Alkaptonuria (AKU) and Its Treatment
Alkaptonuria (AKU), also known as Black Bone Disease, is an extremely rare genetic condition, that can cause significant damage to the bones, cartilage, and tissues of those affected. AKU typically only affects 1 in every 250,000 individuals worldwide. AKU is a recessive complication that is caused by a mutation of 1 chromosome, this means that in case 2 individuals carry the faulty gene, their child still only has a 25% probability of developing AKU.
AKU stops patients’ bodies from breaking down a chemical known as homogentisic acid (HGA) which the body naturally develops during the digestion of food. Because of this, HGA accumulates in the body and, over time, leads to black and brittle bones and cartilage, and early onset osteoarthritis. The accumulation of HGA in the body can also cause other, occasionally more serious health complications.
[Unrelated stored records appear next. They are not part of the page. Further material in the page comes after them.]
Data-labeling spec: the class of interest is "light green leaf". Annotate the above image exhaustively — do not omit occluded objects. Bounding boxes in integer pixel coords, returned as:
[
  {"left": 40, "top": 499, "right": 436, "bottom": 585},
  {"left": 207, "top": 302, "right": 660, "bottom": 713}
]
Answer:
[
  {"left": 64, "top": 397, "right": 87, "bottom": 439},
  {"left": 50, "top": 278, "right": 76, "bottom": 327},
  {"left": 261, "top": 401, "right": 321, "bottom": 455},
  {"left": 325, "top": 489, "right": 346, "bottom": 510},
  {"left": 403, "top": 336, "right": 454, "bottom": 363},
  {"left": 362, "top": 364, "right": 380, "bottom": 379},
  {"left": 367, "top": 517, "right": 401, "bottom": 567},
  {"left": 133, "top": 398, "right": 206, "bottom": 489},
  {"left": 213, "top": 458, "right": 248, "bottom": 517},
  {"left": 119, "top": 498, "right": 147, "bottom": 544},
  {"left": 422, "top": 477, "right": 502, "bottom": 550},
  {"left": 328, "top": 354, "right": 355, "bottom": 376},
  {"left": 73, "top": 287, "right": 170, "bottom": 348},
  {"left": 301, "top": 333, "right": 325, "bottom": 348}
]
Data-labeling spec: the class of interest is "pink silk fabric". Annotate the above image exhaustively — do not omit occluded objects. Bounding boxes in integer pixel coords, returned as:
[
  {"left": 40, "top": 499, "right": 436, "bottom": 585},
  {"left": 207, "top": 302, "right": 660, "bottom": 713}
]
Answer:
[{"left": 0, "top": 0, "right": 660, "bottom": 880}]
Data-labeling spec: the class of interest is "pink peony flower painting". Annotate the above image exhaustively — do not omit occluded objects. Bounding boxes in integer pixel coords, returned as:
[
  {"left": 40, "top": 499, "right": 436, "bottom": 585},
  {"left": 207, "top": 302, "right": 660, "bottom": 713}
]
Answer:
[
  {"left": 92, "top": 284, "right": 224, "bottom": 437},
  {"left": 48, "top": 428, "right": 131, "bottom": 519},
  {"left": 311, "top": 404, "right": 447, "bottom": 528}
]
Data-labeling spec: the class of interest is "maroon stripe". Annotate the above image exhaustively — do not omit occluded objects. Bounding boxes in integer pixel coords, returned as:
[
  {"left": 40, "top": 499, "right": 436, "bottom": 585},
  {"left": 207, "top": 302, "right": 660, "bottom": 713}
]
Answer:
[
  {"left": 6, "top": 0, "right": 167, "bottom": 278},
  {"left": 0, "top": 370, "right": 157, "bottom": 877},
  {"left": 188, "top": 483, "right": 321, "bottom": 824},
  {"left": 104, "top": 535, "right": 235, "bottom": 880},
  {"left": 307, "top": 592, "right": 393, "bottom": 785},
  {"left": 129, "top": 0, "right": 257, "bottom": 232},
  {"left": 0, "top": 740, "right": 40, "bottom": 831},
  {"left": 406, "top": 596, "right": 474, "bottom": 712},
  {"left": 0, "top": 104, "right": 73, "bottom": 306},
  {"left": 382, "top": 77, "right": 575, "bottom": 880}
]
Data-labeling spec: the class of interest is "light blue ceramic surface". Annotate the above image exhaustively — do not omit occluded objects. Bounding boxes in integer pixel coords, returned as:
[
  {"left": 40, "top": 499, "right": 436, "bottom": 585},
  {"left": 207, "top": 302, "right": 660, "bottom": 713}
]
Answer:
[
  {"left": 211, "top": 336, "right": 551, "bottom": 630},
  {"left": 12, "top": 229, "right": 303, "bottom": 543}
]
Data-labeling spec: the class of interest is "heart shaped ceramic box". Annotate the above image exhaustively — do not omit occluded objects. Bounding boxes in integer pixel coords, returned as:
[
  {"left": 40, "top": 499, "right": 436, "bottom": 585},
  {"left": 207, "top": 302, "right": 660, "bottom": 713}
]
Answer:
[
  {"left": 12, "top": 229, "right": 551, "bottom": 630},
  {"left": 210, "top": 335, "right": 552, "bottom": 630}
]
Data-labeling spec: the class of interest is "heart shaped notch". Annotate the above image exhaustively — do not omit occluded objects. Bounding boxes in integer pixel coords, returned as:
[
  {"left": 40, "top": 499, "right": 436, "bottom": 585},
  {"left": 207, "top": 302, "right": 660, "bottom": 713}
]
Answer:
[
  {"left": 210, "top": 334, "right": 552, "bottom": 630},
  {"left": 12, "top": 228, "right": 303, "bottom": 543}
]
Symptoms of Alkaptonuria (AKU):
- Black Urine: The initial symptom most patients with AKU will experience is black or dark urine.
- Osteoarthritis: Every AKU patient will experience joint pain at some juncture in their lives.
- Black Spots in Eyes: AKU patients start to develop black spots in the whites of their eyes as they get older.
- Discoloration of Ears: The ears of most AKU patients will eventually begin to develop a blue-black color
- Heart Complications: The build-up of HGA caused by AKU can cause the vessels and valves of the heart
- Other Symptoms: Alkaptonuria (AKU) can also affect several other areas of the body.
Treatment/Management of Alkaptonuria (AKU):
Alkaptonuria (AKU) can be treated using the medicine nitisinone. The main focus of the treatment is to decrease the deposition of homogentisic acid (HGA). Many studies have suggested that the therapeutic drug nitisinone effectively halts the build of homogentisic acid (HGA) by 99%. Nitisinone is now available to patients across the world. Patients from all over the world can access nitisinone treatment from THE INDIAN PHARMA (TIP).
The disease Alkaptonuria (AKU) can also be treated through ascorbic acid, a low-protein diet, and several self-management techniques including exercise and pain management.
Ascorbic acid(Vit-C): Ascorbic acid, which is known as vitamin C can be used due to the effect of reducing the conversion of homogentisic acid to benzoquinone acetic acid by oxidation. However, it does not affect the urinary excretion of homogentisic acid.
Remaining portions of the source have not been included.